The freeze callback change makes sense to me, but the thaw callback should probably enable the device, not disable it?
Comment 22 Michel Dänzer 2015-08-19 02:57:02 UTC
(In reply to Michel Dänzer from comment #21)
> The freeze callback change makes sense to me, but the thaw callback should
> probably enable the device, not disable it?
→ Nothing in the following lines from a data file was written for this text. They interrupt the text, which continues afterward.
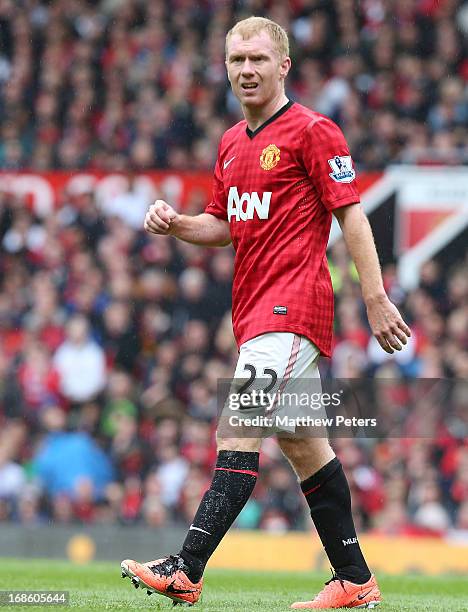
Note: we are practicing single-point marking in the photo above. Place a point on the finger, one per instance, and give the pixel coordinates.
(402, 325)
(158, 221)
(383, 343)
(392, 341)
(400, 335)
(153, 228)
Never mind, I misread the patch.
Comment 23 gitne 2015-09-02 23:57:47 UTC
(In reply to Alex Deucher from comment #20)
> Does this help?
>
> diff --git a/drivers/gpu/drm/radeon/radeon_drv.c
> b/drivers/gpu/drm/radeon/radeon_drv.c
> index 5751446..1b4ac44 100644
> --- a/drivers/gpu/drm/radeon/radeon_drv.c
> +++ b/drivers/gpu/drm/radeon/radeon_drv.c
> @@ -435,14 +435,14 @@ static int radeon_pmops_freeze(struct device *dev)
> {
> struct pci_dev *pdev = to_pci_dev(dev);
> struct drm_device *drm_dev = pci_get_drvdata(pdev);
> - return radeon_suspend_kms(drm_dev, false, true);
> + return radeon_suspend_kms(drm_dev, true, true);
> }
>
> static int radeon_pmops_thaw(struct device *dev)
> {
> struct pci_dev *pdev = to_pci_dev(dev);
> struct drm_device *drm_dev = pci_get_drvdata(pdev);
> - return radeon_resume_kms(drm_dev, false, true);
> + return radeon_resume_kms(drm_dev, true, true);
> }
>
> static int radeon_pmops_runtime_suspend(struct device *dev)
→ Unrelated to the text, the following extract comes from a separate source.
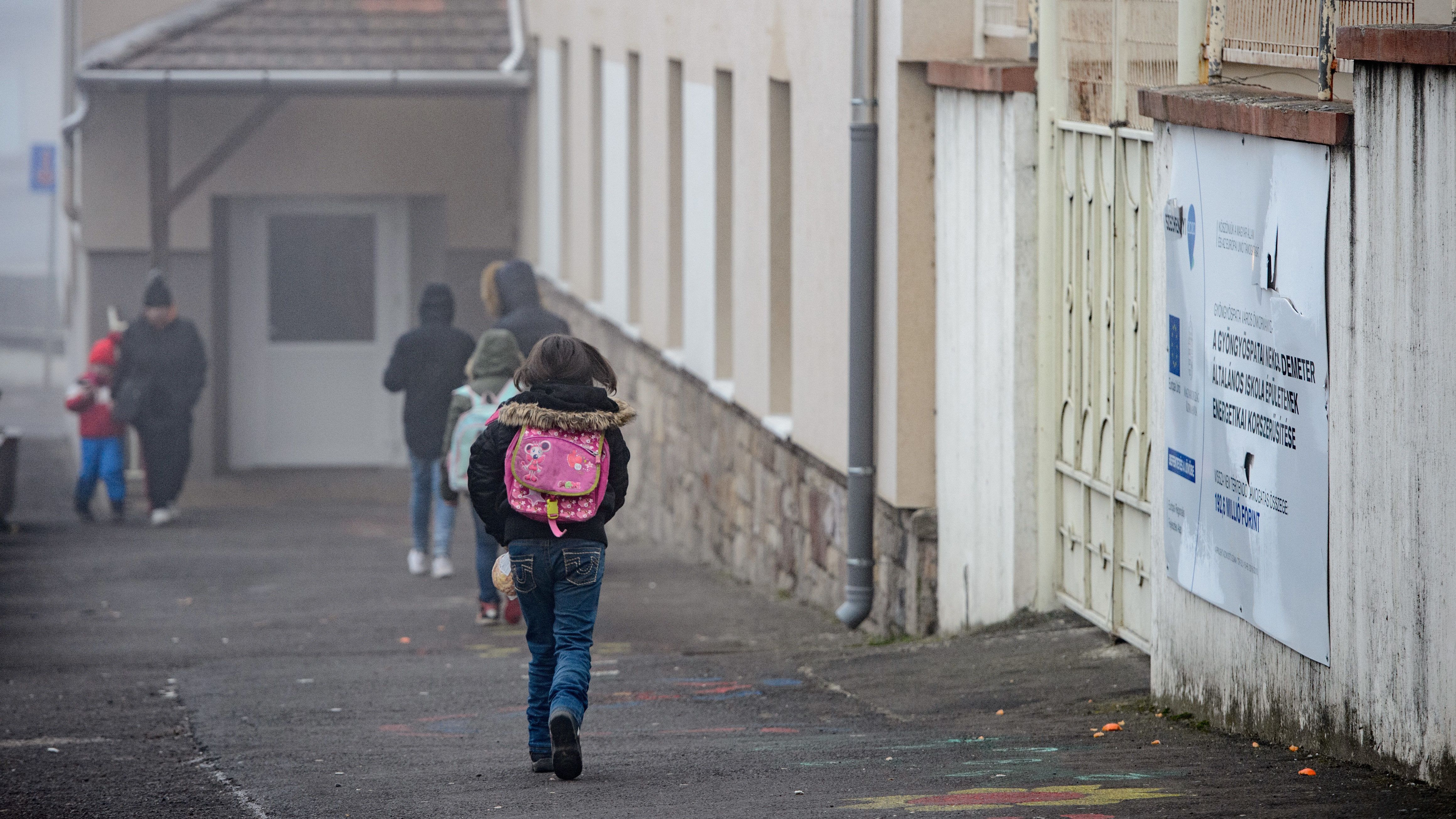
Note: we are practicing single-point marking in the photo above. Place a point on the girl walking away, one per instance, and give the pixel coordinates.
(547, 477)
(472, 406)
Thank you for digging into this. Again, I do not have the capacity to build a Linux kernel. Could you do this for me? Then, I could also test it on my older machine, which could potentially greatly improve support for many other machines at the same time.

So far, radeon.msi=0 works for me as a workaround. I do not know how much of a performance penalty this incurs but things seem to work smoothly. To quantify any penalty, some exact measurements are required. However, since radeon.msi=1 does not work smoothly, it is going to be difficult to assess any quantifiable results (and be able to compare them to radeon.msi=0) in this case. Can you give me a hint as to what benchmarks I could/should run?